No what pisses us off most is the way it passed -- the cram downs, the buying of votes, the delivering a 2,000+ bill in the dead of the night and voting the next day when nobody had read it, the overreaching, the hubris, I could go on. The way it was passed is the primary reason Nancy doesn't have a gavel any more.
And many of those reasons why unions exist (sweat shops, starvation wages, etc.) no longer exist and others have no application whatsoever in a public employees.
The fundamental difference that everyone glosses over is that public employees work for the people, not some "blood-sucking" capitalist. When you bargain with a private company, you have opposing sides - labor and ownership (represented by management). If management gives away too much, the business can't sell its products and the company fails. Governments are monopolies, where the people are required to pay taxes -- a totally different dynamic from the private sector. Also, the "management" in a public setting is politicians who want to get elected -- and strangely, the union supports them in elections (with money and workers) if they play ball. Would it be a considered a normal labor practice for the UAW to bribe the CEO of Ford to give them a sweet deal. What if the UAW offered more than he made by working at Ford? Of course not! But that is exactly the situation you have in public sectors and why Governor Wilson is right to be doing what he has proposed.
But strangely, private schools, who have very good teachers, pay less. Unions and bureaucracy have driven more good teachers out of the system than lousy pay. Education pay structures with the overwhelming emphasis on retirement benefits are designed to reward the survivors, not the best teachers.
It already is. The definition of insanity is continuing to do the same thing over and over, and then expecting different results.

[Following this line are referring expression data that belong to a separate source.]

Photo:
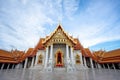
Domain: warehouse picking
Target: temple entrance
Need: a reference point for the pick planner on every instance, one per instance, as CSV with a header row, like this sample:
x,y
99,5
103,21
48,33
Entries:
x,y
59,59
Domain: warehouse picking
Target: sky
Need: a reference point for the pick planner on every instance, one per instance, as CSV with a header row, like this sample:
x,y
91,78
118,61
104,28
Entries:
x,y
95,22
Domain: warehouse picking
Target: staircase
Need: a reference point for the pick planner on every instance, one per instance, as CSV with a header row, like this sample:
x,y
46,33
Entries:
x,y
39,67
59,69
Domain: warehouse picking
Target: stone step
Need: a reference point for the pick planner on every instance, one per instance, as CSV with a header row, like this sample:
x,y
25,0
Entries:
x,y
59,69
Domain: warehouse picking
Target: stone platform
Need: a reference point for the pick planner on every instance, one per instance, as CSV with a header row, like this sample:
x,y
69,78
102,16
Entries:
x,y
35,74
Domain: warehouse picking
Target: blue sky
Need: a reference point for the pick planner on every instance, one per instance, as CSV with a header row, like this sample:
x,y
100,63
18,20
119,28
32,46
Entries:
x,y
95,22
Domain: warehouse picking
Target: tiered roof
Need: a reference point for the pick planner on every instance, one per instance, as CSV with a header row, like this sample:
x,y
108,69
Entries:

Originally Posted by pjorourke
Bravo to your analysis.
I copied the below but it makes your point:
In 2006, 10,000 public employees staged a rally outside the New Jersey State House to protest the mere discussion of a cut to their gold-plated salaries and benefits. Then-Gov. Jon Corzine leapt onto the stage shouting: "We will fight for a fair contract!"
Only later, someone noticed: Wait -- isn't he management?
Service Employees International Union officials openly threaten California legislators. At a 2009 legislative hearing, an SEIU member sneered into a microphone:
"We helped to getchu into office, and we gotta good memory. Come November, if you don't back our program, we'll getchu out of office."
It used to be widely understood that collective bargaining has no place in government employment. In 1937, the American president beloved by liberals, FDR, warned that collective bargaining "cannot be transplanted into the public service." George Meany, head of the AFL-CIO for a quarter century, said unions were not appropriate for civil servants. As recently as 1978, the vast majority of states prohibited unionization of government employees.
I, personally, would love teachers to make more money. I'd want a system where the best teacher rose to the top and there would bidding for them. where they could command ceo type salaries for the service they provided andthe dynamism they brought to the classroom and the idealism they invested in our children.
I want the best to get the best, not some same level, humdrum, protect the worst. least common denominator, system we have that eliminates all incentive but the incentive of time spent.